Let's perform the Bartetts test whose Null Hypothesis is that the variances are equal. We will use a significance level of 5.0%.

In [None]:
student.groupby('acl')['G3'].var()

In [None]:
grades_low_acl = student['G3'][student['acl']=='Low']
grades_high_acl = student['G3'][student['acl']=='High']
# Bartetts test
stats.bartlett(grades_low_acl, grades_high_acl)

According to the test we __cannot__ reject the Null Hypothesis of equl variances, so we will assume that the two groups are samples from a population with the same variances. This information will be useful in the next test.

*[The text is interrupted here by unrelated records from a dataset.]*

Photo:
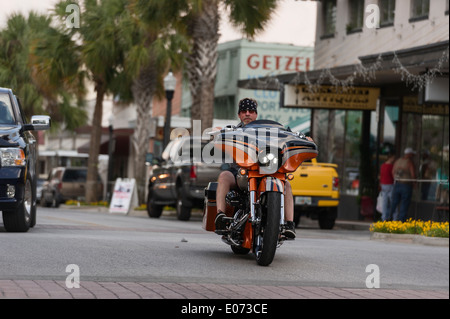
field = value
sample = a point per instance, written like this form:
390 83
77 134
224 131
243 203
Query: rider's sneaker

### 2. Does alcohol consumption affect academic performance?

In [None]:
fig, axes = plt.subplots(1,2, figsize=(14,4))
sns.boxplot(x='acl', y='G3', data=student, ax=axes[0])
sns.pointplot(x='acl', y='G3', data=student, ax=axes[1])

The visualization suggest there is a difference between the means of the final grade of the two groups. Now we will perform a formal statistical test to confirm the hypothesis that students with High alcohol consumption level perform worse than the students with Low alcohol consumption level.

  > #### Null Hypothesis: For both groups(High & Low ACL) the population means of the final grade are equal.
        
  > #### Alternative Hypothesis: The population mens of the finalgrade are different

In [None]:
# T-test
stats.ttest_ind(grades_low_acl, grades_high_acl, equal_var=True)

Since we got a low p-value we can reject the Null Hypothesis of equal means for the two groups at a level of significance of 5%.

> #### Conclusion: There is a statistical significance difference between the grades in the two analyzed groups, since the mean for the group with high alcohol consumption is less than the mean of the other group, the results suggest that alcohol consumption has a negative impact on students academic performance.

### 3. Do male teenagers drink more than female teenagers?

In [None]:
fig, axes = plt.subplots(1,2, figsize=(14,4))
student['gender'].value_counts().plot(kind='bar', ax=axes[0], title='Gender')
student['acl'].value_counts().plot(kind='bar', ax=axes[1], title='Alcohol Consumption Level')

In [None]:
gender_acl_table = pd.crosstab(student['acl'], student['gender'])
gender_acl_table

In [None]:
fig, axes = plt.subplots(1,2, figsize=(14,4))
gender_acl_table.plot(kind='bar', stacked=True, ax=axes[0]);
(100*(gender_acl_table.T/gender_acl_table.apply(sum, axis=1)).T).plot(kind='bar', stacked=True, ax=axes[1]);

Chi-square test of independence of variables in a contingency table.

This function computes the chi-square statistic & p-value for the hypothesis test of independence of the observed frequencies in the contingency table.

In [None]:
# chi2:test statistic, p:p-value of the test, 
# dof:degrees of freedom, expected :expected frequencies, based on the marginal sums of the table.
chi2, p, dof, expected = stats.chi2_contingency(gender_acl_table)

In [None]:
p

In [None]:
expected_table = pd.DataFrame(expected, index=['High', 'Low'], columns=['F','M'])
expected_table

In [None]:
fig, axes= plt.subplots(1,2, figsize =(14,4))
(100*(gender_acl_table.T/gender_acl_table.apply(sum, axis=1)).T)\
.plot(kind='bar', stacked=True, title='Observe', ax=axes[0])

(100*(expected_table.T/expected_table.apply(sum, axis= 1)).T)\
.plot(kind='bar', stacked=True, title='Expected under NO relation', ax=axes[1])